My basic point is that even if South Coast strings are a little more expensive they last a relatively long time. Most people change their strings because they want to hear the difference in sound not because the strings wear out.

Longevity is the hardest thing to accurately depict, as it's based on more than just how long you play your instrument. Skin pH is a huge part. We have artists that have acidic skin pH to the point where it will corrode - yeah, corrode - stainless steel strings. Another large factor is what tonal needs you want. One guy may enjoy the same set of strings on for years, whereas another guy may change his ukulele strings more regularly, because he likes a bright and snappy sound. Then there's that whole thing about what you hear/perceive, thinking that "this set has been on here for a while and it sounds good!" until they change the set and then say "Wow! I forgot how old those strings were! These new ones sound great!"

So yeah. Longevity is a truly personal thing that no one can really lay claim to.



Does GHS have something that would work for this? I would prefer a 50/50 string set up, two wound and two carbon or nylon.

I just grabbed some options and strung it up on my baritone in the office. So far so good; they tuned up fine, and didn't seem like it was pushing the limits of their ability. Give me a day or two with it, and I'll feel more comfortable making the official suggestion of gauges on it.

hammer40
12-01-2015, 08:31 AM
I just grabbed some options and strung it up on my baritone in the office. So far so good; they tuned up fine, and didn't seem like it was pushing the limits of their ability. Give me a day or two with it, and I'll feel more comfortable making the official suggestion of gauges on it.
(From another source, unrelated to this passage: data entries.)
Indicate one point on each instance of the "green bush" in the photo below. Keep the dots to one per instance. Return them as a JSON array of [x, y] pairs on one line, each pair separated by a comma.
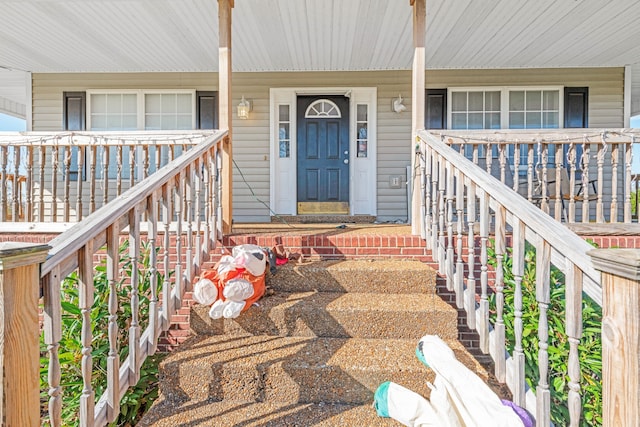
[[141, 396], [590, 347]]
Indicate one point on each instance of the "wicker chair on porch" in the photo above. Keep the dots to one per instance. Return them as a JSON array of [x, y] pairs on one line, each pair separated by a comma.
[[565, 189]]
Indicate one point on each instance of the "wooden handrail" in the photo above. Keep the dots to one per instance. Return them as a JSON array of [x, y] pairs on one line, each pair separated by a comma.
[[571, 246], [456, 194], [458, 191], [162, 197], [96, 161]]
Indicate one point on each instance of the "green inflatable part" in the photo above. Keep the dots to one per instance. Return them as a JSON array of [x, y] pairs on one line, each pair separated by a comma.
[[380, 400]]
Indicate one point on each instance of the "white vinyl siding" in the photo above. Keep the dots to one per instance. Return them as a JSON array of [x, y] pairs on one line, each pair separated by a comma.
[[251, 147]]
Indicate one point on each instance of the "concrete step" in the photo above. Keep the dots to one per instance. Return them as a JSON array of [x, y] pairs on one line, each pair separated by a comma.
[[340, 315], [375, 276], [293, 370], [263, 414]]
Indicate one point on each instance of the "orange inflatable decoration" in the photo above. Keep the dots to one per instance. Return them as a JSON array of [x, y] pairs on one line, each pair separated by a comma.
[[234, 284]]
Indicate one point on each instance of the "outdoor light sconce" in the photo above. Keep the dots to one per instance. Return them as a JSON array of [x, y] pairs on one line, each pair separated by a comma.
[[397, 105], [243, 109]]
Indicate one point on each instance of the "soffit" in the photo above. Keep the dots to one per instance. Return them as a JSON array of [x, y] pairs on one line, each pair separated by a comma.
[[301, 35]]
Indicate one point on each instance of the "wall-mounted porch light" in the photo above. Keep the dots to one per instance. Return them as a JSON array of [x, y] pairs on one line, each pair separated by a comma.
[[243, 108], [397, 105]]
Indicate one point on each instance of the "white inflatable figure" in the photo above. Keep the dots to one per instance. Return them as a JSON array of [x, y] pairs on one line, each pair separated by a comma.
[[226, 265], [232, 309], [236, 284], [459, 398], [250, 257], [205, 292], [238, 290], [215, 312]]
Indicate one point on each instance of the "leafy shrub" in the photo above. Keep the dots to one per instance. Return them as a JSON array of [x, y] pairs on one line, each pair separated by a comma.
[[590, 347], [141, 396]]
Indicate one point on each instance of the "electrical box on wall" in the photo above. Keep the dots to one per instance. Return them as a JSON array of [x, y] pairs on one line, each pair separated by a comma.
[[395, 181]]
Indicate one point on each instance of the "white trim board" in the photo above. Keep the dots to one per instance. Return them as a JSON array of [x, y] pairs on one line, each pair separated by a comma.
[[362, 170]]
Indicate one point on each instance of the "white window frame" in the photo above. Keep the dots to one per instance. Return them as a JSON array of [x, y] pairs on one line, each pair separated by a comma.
[[504, 100], [362, 170], [140, 110], [140, 101]]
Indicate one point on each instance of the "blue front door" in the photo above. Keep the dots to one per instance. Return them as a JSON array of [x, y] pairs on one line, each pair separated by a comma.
[[323, 154]]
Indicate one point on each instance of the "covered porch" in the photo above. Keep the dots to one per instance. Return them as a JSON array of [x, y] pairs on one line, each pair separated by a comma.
[[170, 196]]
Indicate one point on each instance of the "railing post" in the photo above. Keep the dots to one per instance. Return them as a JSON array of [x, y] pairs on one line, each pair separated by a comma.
[[19, 333], [620, 334]]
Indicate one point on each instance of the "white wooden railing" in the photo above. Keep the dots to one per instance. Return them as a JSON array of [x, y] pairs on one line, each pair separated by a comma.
[[62, 177], [576, 175], [462, 207], [177, 212]]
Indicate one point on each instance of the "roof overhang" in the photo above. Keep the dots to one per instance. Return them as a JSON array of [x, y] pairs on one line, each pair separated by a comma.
[[294, 35], [45, 36]]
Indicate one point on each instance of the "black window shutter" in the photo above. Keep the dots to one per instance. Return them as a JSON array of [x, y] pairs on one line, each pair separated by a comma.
[[73, 117], [74, 110], [206, 110], [576, 115], [435, 109], [576, 107]]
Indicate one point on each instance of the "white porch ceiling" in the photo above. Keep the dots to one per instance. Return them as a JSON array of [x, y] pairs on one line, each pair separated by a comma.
[[275, 35], [13, 93], [45, 36]]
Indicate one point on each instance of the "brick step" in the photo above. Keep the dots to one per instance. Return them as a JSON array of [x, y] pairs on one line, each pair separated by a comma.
[[340, 315], [262, 414], [375, 276], [294, 370]]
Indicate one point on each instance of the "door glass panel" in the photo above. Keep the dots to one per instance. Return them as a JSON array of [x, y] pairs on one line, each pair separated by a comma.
[[284, 132]]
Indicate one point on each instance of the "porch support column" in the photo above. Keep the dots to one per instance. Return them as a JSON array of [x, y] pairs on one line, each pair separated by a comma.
[[620, 335], [417, 106], [20, 333], [226, 110]]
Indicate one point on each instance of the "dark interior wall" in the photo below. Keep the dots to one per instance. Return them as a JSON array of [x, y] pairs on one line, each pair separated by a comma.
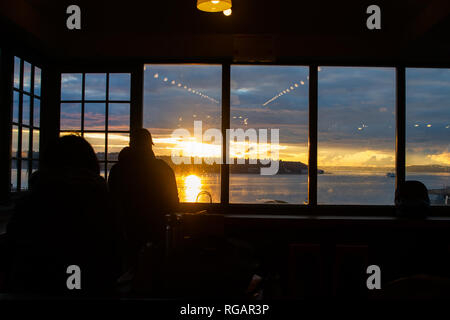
[[119, 34], [271, 31]]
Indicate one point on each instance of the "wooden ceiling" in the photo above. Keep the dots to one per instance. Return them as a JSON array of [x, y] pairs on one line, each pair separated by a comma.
[[258, 30]]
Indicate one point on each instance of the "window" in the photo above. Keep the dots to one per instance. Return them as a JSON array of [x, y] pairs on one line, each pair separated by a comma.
[[26, 123], [182, 97], [428, 131], [265, 99], [356, 135], [96, 106]]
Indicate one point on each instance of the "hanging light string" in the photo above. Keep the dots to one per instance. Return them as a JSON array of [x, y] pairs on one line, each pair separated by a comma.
[[185, 87], [285, 91], [288, 90]]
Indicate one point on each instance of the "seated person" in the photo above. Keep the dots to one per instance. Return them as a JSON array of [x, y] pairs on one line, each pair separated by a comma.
[[64, 220], [147, 191]]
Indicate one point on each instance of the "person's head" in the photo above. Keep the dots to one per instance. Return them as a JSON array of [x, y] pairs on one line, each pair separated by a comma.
[[71, 152], [411, 199], [124, 154], [142, 140]]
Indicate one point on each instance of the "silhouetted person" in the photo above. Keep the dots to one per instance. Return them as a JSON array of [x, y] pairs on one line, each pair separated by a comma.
[[64, 220], [147, 189], [415, 248]]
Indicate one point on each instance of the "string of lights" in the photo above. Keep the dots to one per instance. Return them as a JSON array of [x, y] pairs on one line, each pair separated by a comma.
[[185, 87]]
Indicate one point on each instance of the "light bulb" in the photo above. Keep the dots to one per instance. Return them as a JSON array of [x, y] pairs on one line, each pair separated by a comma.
[[227, 12]]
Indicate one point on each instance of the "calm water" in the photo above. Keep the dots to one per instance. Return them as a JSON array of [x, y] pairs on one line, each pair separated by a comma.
[[336, 188]]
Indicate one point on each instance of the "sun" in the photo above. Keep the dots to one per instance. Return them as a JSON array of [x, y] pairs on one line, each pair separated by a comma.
[[192, 187]]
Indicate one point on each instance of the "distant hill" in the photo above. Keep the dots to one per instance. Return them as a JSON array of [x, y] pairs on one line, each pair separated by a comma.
[[428, 168]]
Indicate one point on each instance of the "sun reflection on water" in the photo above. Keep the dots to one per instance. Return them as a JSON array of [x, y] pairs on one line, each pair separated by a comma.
[[192, 187]]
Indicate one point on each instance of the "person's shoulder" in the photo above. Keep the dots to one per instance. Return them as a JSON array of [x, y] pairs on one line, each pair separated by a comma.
[[163, 165]]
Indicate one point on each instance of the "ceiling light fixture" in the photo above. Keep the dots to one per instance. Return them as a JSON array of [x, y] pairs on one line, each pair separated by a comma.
[[214, 5], [227, 12]]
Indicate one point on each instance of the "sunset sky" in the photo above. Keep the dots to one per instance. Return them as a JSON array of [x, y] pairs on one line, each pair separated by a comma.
[[356, 110]]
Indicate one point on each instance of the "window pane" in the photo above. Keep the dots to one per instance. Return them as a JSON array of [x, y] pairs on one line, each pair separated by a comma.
[[16, 107], [15, 141], [264, 98], [16, 73], [25, 142], [94, 116], [70, 116], [37, 113], [102, 169], [174, 97], [119, 86], [97, 141], [35, 166], [24, 175], [35, 144], [116, 142], [356, 135], [14, 175], [37, 81], [71, 84], [25, 109], [119, 116], [26, 76], [428, 131], [95, 86], [69, 133]]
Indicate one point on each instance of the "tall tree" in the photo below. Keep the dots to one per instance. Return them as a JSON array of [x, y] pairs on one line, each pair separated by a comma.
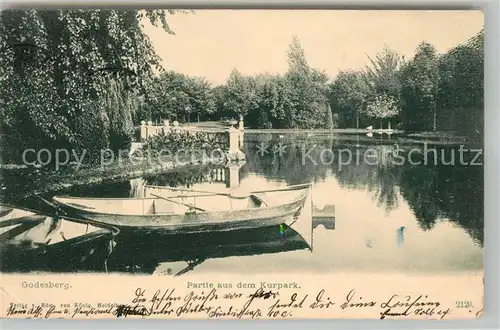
[[348, 96], [309, 89], [56, 65], [420, 81]]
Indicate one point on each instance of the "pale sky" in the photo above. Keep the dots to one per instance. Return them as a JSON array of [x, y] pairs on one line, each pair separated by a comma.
[[210, 43]]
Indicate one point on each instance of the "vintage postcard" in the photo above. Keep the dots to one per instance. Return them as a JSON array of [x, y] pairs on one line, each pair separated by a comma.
[[241, 164]]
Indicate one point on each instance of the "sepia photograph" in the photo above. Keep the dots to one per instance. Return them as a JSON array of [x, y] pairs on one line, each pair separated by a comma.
[[202, 153]]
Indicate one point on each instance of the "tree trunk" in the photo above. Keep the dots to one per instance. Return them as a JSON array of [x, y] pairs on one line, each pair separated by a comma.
[[434, 123]]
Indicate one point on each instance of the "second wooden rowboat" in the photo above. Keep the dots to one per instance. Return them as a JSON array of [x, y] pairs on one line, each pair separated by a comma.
[[192, 213]]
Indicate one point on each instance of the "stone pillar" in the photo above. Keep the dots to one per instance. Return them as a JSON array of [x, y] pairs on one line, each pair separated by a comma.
[[166, 126], [234, 153], [241, 134], [144, 131]]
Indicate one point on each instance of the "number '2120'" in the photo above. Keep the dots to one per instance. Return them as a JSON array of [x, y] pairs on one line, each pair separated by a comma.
[[464, 304]]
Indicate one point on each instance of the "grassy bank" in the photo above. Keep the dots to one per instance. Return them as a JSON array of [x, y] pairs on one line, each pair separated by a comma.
[[23, 182]]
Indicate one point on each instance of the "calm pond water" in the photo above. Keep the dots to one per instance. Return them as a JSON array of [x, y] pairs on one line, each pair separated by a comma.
[[390, 215]]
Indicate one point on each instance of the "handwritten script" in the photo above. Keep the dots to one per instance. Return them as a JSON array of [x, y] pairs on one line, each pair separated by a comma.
[[243, 304]]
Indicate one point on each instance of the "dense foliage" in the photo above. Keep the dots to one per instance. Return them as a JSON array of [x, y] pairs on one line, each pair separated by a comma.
[[82, 79], [56, 71], [430, 92]]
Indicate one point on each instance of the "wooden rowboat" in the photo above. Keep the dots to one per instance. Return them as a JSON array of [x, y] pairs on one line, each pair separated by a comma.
[[31, 241], [192, 212], [167, 253]]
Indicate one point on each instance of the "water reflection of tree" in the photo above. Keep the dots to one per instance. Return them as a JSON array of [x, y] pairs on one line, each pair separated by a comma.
[[454, 192], [185, 178], [289, 166]]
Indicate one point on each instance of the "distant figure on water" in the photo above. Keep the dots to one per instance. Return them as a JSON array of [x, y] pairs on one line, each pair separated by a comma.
[[400, 235]]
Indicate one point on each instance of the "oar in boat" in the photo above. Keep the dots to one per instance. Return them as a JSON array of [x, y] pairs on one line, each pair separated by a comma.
[[180, 203], [238, 193]]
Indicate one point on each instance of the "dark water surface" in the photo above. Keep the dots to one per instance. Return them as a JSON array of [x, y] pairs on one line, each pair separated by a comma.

That's awesome Jon, I appreciate the help! I'll keep an eye out for your response.

strumsilly
12-01-2015, 08:58 AM
The only wound string that seems to last as long[for me] as unwound is the freemont. I like wound strings and currently have 2 wound basses on my Loprinzi tenor but the usual aluminum/copper/silvered wounds wear and fray where they contact the frets. I too am very happy with the nonwound Southcoast linears for bari GCEA. BUT , had a real dud of a plywood baritone that came alive with the Aquila set. your mileage may vary.

Jon Moody
12-04-2015, 03:23 AM
That's awesome Jon, I appreciate the help! I'll keep an eye out for your response.

Alright, I played it for about a half hour this morning, after a couple days of tuning it up and playing. It's fine, and sounds really nice. The balance between the plain and wound strings is good in terms of tonality and tension, although it does feel really weird going from that heavier plain string to the tiny wound one. I will probably keep that set on here for a bit, as I too enjoy the 50/50 of plain/wound strings.

Strings I used are below. I've used the official GHS part number, but also included the gauge so if you wanted to find it from another brand, you could.

1st A - Part 9401 - .029 clear nylon
2nd E - Part 9402 - .033 clear nylon
3rd C - Part 9423 - .023 wound silvered copper
4th G - Part 9424 - .030 wound silvered copper

Hope that helps.

kissing
12-04-2015, 08:13 AM
D'addario Pro-Arte Light classical guitar set. Use the DGBE strings (4th-1st) to tune a baritone uke to GCEA (low G).

Easiest solution as they are widely available.

Normal tension set would work as GCEA for concert and tenor. On a baritone, Light tension set.